Venti anni ancora da compiere, viene da Clarksdale, Mississippi, una delle culle del blues, a pochi minuti di strada dal famoso incrocio dell’incontro tra Belzebù e Robert Johnson, e pare essere un predestinato: a 15 anni viene “scoperto” da Tony Coleman, il bassista di BB King, Bob Margolin, con cui ha suonato dal vivo, lo ha presentato come una forza della natura, altri hanno detto che è il futuro delle 12 battute, ma  anche il salvatore del blues. Per questo suo album di debutto Kingfish, la Alligator (che continua nella sua striscia immacolata, senza sbagliare un album da lunga pezza) lo ha affidato ad un produttore importante come Tom Hambridge, che, reduce dai successi con Buddy Guy, ha chiamato in studio come ospite lo stesso Buddy, e ha affiancato a questo “Christone”, una band della Madonna (scusate ma non ho resistito). In effetti il nostro giovane amico, come si evince dalla foto di copertina, con Stratocaster d’ordinanza, è un ragazzone dalle dimensioni extralarge, la tipica “personcina”, ma è anche un vocalist e un chitarrista di quelli tosti: nel disco con lui suonano Rob McNelley alla seconda chitarra, Tommy McDonald al basso, ovviamente Hambridge alla batteria, che firma quasi tutte le canzoni del CD, alcune anche con Ingram.

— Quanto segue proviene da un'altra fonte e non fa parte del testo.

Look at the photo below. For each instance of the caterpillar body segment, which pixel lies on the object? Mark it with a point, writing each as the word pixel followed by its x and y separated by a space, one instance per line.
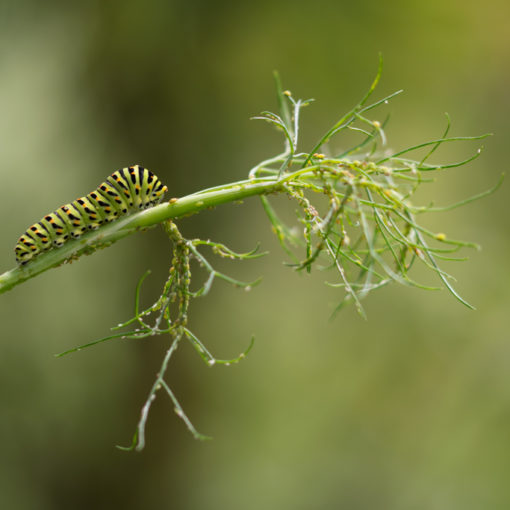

Non bastasse, in sei pezzi c’è pure Keb’ Mo’ alla chitarra, normale e con Resonator, oltre a Marty Sammon al piano e all’organo, e come ospiti Billy Branch all’armonica in If You Love Me e soprattutto l’appena citato Buddy Guy, che canta e suona da par suo in Fresh Out, la seconda traccia del dischetto, uno di quei blues lenti e lancinanti in cui eccelle il musicista della Louisiana, ma Christone risponde colpo su colpo, e i due se le “suonano” di santa ragione (in senso buono ovviamente) per la gioia degli ascoltatori. Facendo un breve passo indietro, la canzone che apre le operazioni, Outside Of This Town, è una delle rare tracce in cui prevale un tipo di suono muscolare e vorticoso, con agganci al rock-blues, chessò, un nome a caso, di Stevie Ray Vaughan (ma potete sostituire con altri nomi a piacere), la chitarra spara fendenti a destra e manca e il trio alle sue spalle lo attizza alla grande e lui canta con voce sicura e potente, come un veterano di mille battaglie delle 12 battute.  It Ain’t Right è uno shuffle di quelli gagliardi, puro Chicago blues elettrico ed elettrizzante, con la solista che continua ad impazzare senza freni, Been Here Before con Keb’ Mo’ all’acustica, ha una atmosfera più intima e rilassata, con Sammon aggiunto al piano, per un pezzo che profuma di tradizione e ha radici nel folk, mentre If You Love Me, è il brano con Billy Branch all’armonica, Keb’ Mo’ e McNelley alle chitarre di supporto, qualche tocco di wah-wah che lascia sempre quell’impronta di modernità, ma un suono che sembra provenire anche dai locali della Chicago anni ’50-’60, quell’incrocio tra modernità e tradizione indicato da Margolin come prerogativa del giovane Ingram, che continua a lavorare di fino alla sua chitarra, immagino con profusione di faccine mentre gli assoli si susseguono.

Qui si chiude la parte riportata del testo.